Jarvis' profit warning last month, its restructuring and project delays have put the firm under the spotlight of the Project Review Group at the Office of Government Commerce.

A source close to Whitehall said: "It's all getting rather unpleasant. Bits of government are looking very hard [at Jarvis] and the OGC has an internal review."

A spokesperson for the OGC said that reviews of contractor performance was a regular task, but it has been suggested that one of the agency's leading officials has been spending up to two days a week of his time reviewing Jarvis' projects.

The OGC spokesperson said: "The OGC keeps under review the performance of all key suppliers to central civil government and where appropriate the wider public sector. There is an increasing emphasis on selecting and working with suppliers who can meet government's delivery commitments to cost, time and quality."
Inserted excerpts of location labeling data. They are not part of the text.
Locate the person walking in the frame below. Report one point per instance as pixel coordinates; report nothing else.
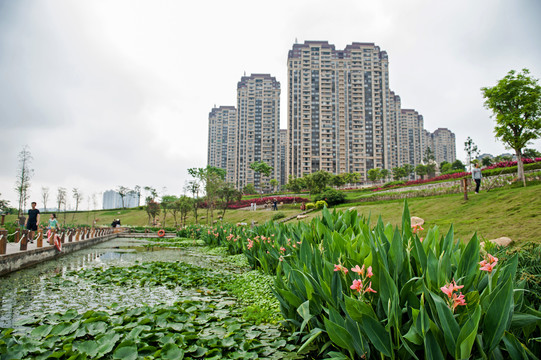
(32, 221)
(476, 175)
(53, 222)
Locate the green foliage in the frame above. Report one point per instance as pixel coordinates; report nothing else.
(258, 304)
(279, 215)
(310, 206)
(189, 328)
(331, 196)
(408, 315)
(516, 104)
(321, 204)
(458, 165)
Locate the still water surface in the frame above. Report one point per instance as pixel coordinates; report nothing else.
(29, 291)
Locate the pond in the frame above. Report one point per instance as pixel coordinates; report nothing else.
(130, 298)
(27, 292)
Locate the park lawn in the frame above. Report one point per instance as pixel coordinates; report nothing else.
(510, 212)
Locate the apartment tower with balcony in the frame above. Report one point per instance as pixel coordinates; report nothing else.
(258, 129)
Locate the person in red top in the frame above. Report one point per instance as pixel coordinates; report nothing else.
(32, 221)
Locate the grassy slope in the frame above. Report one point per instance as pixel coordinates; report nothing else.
(515, 213)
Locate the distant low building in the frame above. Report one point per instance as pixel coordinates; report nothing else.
(113, 200)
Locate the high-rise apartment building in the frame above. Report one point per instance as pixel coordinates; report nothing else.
(283, 146)
(338, 108)
(342, 115)
(258, 129)
(442, 142)
(411, 137)
(222, 139)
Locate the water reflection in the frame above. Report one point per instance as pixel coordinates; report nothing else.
(29, 291)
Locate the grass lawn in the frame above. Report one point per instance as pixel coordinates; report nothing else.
(511, 212)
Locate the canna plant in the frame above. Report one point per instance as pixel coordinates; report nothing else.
(386, 292)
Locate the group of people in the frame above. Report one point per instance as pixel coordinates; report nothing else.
(253, 205)
(32, 222)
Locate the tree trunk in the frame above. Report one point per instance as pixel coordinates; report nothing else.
(520, 167)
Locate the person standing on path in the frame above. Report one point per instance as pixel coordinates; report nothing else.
(32, 221)
(476, 175)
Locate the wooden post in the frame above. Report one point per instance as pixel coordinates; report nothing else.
(3, 241)
(24, 240)
(39, 240)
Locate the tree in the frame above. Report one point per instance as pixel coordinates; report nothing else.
(44, 196)
(516, 104)
(4, 205)
(428, 156)
(398, 173)
(486, 161)
(152, 208)
(531, 153)
(384, 174)
(137, 191)
(471, 151)
(408, 169)
(185, 205)
(152, 193)
(262, 168)
(431, 169)
(22, 182)
(122, 191)
(167, 204)
(228, 194)
(458, 165)
(421, 170)
(374, 174)
(249, 189)
(274, 184)
(77, 196)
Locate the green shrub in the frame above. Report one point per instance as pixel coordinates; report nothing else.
(279, 215)
(398, 298)
(331, 196)
(393, 183)
(511, 169)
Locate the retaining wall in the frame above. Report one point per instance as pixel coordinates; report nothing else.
(23, 259)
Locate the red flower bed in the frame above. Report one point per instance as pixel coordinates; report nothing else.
(511, 163)
(262, 201)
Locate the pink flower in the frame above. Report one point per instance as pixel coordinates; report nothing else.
(369, 272)
(358, 270)
(488, 265)
(458, 300)
(447, 290)
(369, 288)
(357, 285)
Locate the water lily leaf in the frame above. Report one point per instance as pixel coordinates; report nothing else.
(172, 351)
(126, 350)
(65, 328)
(106, 343)
(41, 331)
(95, 328)
(89, 347)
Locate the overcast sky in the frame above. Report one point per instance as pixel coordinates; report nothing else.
(109, 93)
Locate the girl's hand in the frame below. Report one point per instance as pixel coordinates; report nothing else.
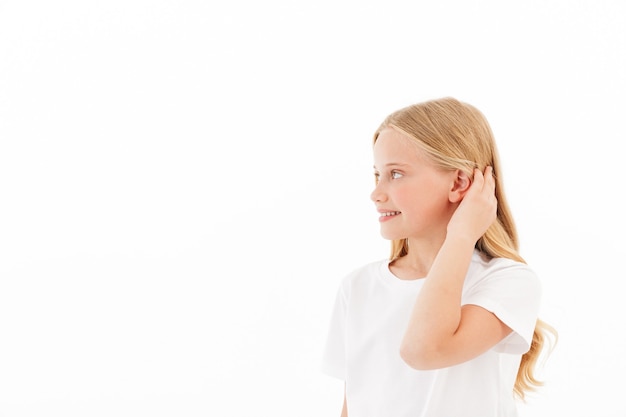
(477, 210)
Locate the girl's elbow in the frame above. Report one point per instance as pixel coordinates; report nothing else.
(418, 358)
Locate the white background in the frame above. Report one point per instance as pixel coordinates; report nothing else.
(183, 184)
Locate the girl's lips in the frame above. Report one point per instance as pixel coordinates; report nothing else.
(387, 215)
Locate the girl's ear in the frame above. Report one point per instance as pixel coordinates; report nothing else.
(461, 184)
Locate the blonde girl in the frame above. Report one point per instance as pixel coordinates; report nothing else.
(448, 325)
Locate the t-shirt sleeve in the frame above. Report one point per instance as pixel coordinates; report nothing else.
(334, 358)
(513, 293)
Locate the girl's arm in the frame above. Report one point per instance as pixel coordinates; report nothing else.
(344, 410)
(441, 333)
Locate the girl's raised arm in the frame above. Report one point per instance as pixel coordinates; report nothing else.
(441, 333)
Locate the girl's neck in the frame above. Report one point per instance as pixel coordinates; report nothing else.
(416, 263)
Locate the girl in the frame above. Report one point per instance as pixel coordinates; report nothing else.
(448, 325)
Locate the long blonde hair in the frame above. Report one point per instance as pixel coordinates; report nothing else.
(456, 135)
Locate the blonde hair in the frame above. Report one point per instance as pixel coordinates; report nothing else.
(456, 135)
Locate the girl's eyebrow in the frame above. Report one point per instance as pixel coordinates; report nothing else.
(394, 164)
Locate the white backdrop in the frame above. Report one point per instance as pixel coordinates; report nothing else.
(183, 184)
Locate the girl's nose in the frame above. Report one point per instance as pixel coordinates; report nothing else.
(377, 195)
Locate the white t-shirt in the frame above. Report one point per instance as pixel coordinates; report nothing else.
(369, 320)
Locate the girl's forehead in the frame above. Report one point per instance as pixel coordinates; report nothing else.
(392, 144)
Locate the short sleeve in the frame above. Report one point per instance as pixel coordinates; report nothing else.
(512, 292)
(334, 359)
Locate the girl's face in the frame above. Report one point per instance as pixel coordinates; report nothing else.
(412, 194)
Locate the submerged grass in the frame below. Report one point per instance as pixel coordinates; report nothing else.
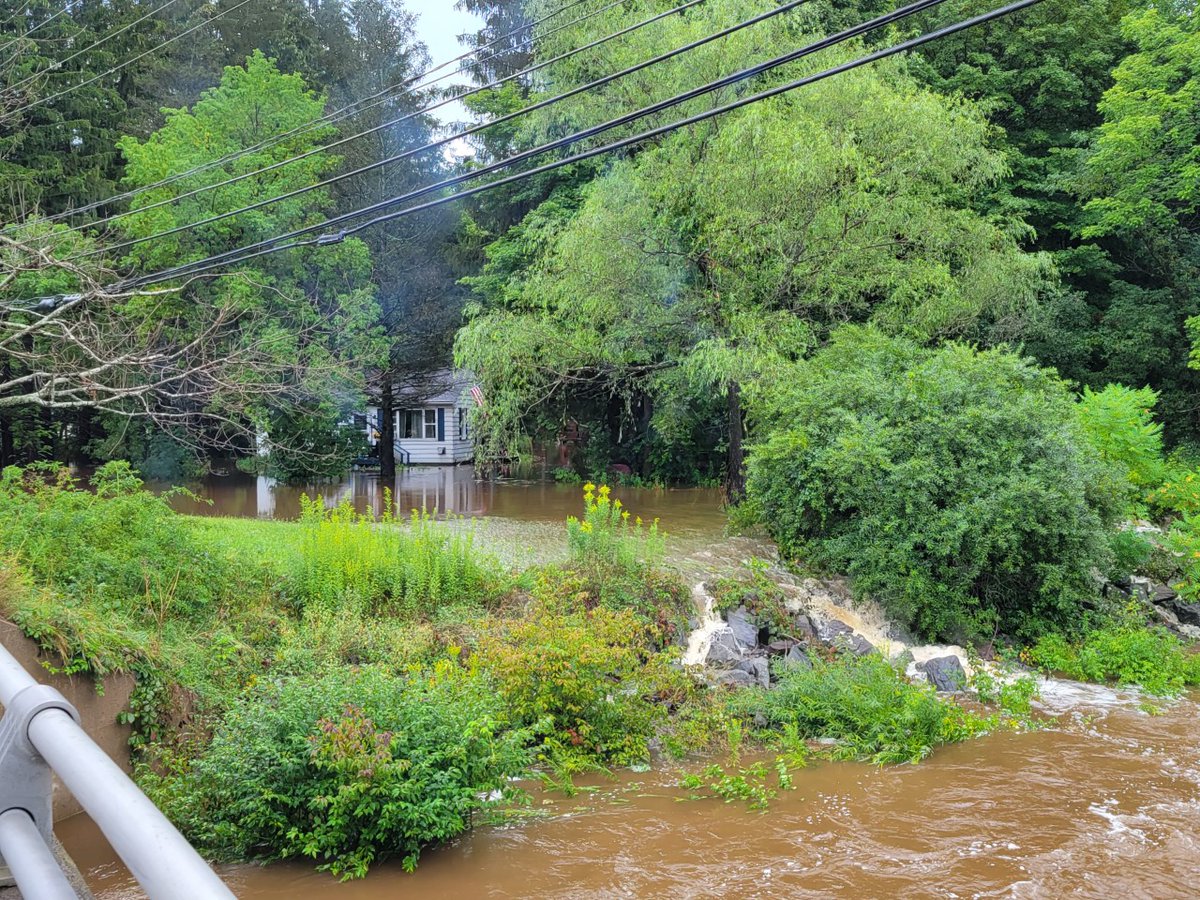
(865, 706)
(1120, 651)
(283, 667)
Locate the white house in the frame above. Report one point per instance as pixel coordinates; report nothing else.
(432, 421)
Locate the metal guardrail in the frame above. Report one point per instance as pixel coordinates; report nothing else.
(40, 735)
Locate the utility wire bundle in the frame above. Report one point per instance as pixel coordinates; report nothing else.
(340, 227)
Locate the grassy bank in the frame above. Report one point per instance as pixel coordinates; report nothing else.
(347, 689)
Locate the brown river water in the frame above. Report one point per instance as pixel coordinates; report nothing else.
(1104, 803)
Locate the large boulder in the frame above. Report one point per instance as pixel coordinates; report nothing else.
(757, 667)
(744, 627)
(1162, 594)
(946, 673)
(841, 637)
(798, 658)
(1187, 613)
(832, 629)
(803, 628)
(736, 678)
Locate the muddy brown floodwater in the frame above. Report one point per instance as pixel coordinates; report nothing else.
(1105, 803)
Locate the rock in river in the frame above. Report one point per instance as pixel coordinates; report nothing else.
(724, 648)
(946, 673)
(744, 628)
(757, 667)
(798, 657)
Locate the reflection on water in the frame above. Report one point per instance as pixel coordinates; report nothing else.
(1105, 805)
(445, 490)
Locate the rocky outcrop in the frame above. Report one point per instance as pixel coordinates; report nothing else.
(741, 651)
(946, 673)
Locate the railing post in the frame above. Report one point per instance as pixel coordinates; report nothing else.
(25, 780)
(40, 736)
(33, 864)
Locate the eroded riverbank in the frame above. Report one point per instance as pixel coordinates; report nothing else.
(1107, 803)
(1104, 802)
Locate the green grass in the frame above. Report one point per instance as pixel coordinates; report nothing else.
(1122, 651)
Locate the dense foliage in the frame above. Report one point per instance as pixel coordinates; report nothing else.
(953, 485)
(1121, 651)
(348, 768)
(868, 706)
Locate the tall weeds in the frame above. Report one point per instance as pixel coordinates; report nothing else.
(388, 567)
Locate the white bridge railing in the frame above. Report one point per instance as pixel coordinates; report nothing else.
(40, 735)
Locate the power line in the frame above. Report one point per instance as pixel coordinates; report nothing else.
(201, 267)
(436, 144)
(18, 13)
(43, 23)
(384, 126)
(904, 47)
(118, 67)
(329, 118)
(93, 46)
(592, 131)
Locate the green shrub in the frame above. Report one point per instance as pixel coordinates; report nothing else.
(348, 768)
(865, 705)
(953, 485)
(348, 557)
(1120, 424)
(610, 537)
(114, 547)
(1125, 652)
(585, 679)
(1131, 553)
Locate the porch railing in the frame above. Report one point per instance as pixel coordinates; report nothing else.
(40, 737)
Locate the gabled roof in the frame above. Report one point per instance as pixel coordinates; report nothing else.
(433, 389)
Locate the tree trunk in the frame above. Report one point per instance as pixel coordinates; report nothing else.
(735, 472)
(7, 455)
(83, 435)
(387, 431)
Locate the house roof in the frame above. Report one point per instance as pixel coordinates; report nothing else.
(431, 389)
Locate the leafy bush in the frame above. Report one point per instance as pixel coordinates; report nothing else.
(348, 557)
(348, 768)
(585, 679)
(114, 547)
(606, 538)
(953, 485)
(1131, 553)
(1123, 651)
(1120, 424)
(865, 705)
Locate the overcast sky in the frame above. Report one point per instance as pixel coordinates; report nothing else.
(438, 27)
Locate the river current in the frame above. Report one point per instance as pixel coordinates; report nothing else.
(1103, 803)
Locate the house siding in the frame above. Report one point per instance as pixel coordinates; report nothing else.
(448, 451)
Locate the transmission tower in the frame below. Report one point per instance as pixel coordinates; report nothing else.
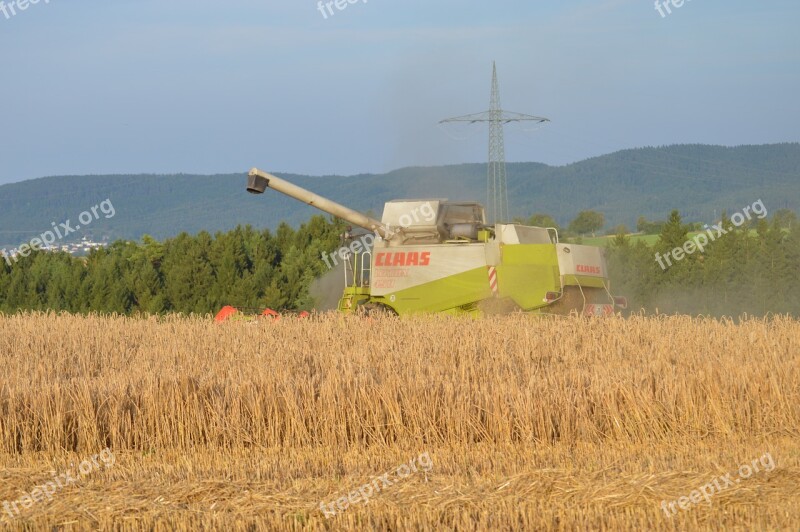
(496, 187)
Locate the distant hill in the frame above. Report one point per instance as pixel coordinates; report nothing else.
(698, 180)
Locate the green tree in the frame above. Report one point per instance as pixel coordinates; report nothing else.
(587, 222)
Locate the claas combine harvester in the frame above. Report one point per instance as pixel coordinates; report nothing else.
(453, 262)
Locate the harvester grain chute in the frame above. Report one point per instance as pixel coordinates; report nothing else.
(451, 261)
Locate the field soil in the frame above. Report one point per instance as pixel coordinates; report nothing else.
(331, 423)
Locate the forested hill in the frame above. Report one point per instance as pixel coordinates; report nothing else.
(696, 179)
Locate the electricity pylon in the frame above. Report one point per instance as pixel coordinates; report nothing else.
(496, 187)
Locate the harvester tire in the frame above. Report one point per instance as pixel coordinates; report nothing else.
(376, 309)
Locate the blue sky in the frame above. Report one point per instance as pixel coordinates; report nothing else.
(145, 86)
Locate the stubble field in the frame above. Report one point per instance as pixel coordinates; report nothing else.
(505, 423)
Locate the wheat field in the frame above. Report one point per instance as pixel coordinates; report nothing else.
(525, 423)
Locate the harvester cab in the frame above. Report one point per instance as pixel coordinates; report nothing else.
(438, 256)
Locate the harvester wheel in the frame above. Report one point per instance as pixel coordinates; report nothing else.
(376, 309)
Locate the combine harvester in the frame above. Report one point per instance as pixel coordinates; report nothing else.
(455, 263)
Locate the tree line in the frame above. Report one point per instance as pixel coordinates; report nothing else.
(751, 269)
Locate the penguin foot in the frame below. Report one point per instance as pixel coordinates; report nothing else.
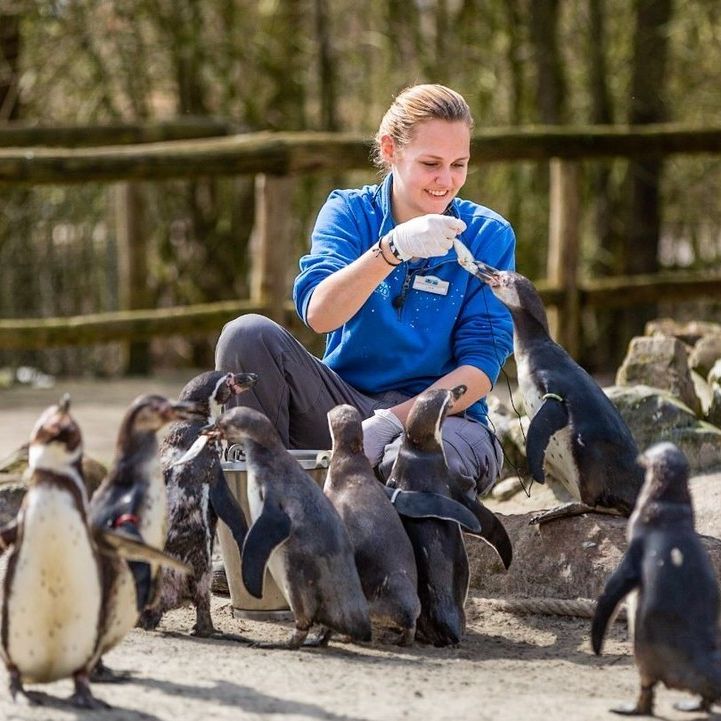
(83, 697)
(630, 710)
(566, 510)
(149, 619)
(17, 689)
(321, 640)
(103, 674)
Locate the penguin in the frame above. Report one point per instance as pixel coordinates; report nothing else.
(55, 599)
(297, 533)
(383, 553)
(676, 631)
(438, 545)
(132, 499)
(576, 434)
(197, 495)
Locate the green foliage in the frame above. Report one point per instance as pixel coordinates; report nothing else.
(258, 63)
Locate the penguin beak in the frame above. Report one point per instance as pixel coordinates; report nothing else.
(486, 273)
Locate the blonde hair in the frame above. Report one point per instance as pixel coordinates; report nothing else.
(413, 106)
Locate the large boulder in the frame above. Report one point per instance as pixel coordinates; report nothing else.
(661, 362)
(689, 332)
(572, 558)
(713, 414)
(655, 415)
(705, 353)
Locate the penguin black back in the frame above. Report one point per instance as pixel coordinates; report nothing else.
(676, 620)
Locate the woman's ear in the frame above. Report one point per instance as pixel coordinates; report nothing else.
(387, 148)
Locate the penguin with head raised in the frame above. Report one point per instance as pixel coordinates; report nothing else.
(576, 434)
(383, 553)
(438, 545)
(55, 588)
(297, 533)
(132, 499)
(676, 624)
(198, 495)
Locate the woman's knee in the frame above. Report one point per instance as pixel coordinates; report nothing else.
(245, 340)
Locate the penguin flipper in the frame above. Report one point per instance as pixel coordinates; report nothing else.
(227, 508)
(551, 417)
(493, 532)
(621, 582)
(270, 529)
(424, 504)
(133, 548)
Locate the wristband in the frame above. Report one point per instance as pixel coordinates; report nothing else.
(378, 250)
Questions over Jarvis' performance were raised in the press last month prior to its warning that profit would be £12m below market expectations. Delays and quality complaints were found in schools contracts including Kirklees, Brighton & Hove, Wirral and Haringey. Subcontractors have also complained about Jarvis' payment policies.

You can expect OGC to take interest in Jarvis after Sutton’s departure

Government source

Jarvis has since defended its record, but Andrew Sutton, chief executive of the group's accommodation services division that deals with the schools contracts, resigned earlier this month. He has been replaced by commercial director Rob Johnson.

A government source said: "You can reasonably expect OGC to take close interest in Jarvis in light of Mr Sutton's departure and Mr Johnson's elevation. There has been some concern about Jarvis for several months."

A Jarvis spokesperson said: "We have heard nothing from OGC to substantiate this suggestion. However, we are very happy to discuss our work with OGC and be judged on our record of success."

The news comes in the week that a report on reforming the civil service by OGC chief executive Sir Peter Gershon was leaked to the media. The report recommended cutting 80,000 jobs and the creation of agencies to improve procurement.

Gershon leaves the OGC at the end of April, and sources suggest that his replacement works in the City and is currently thrashing out terms.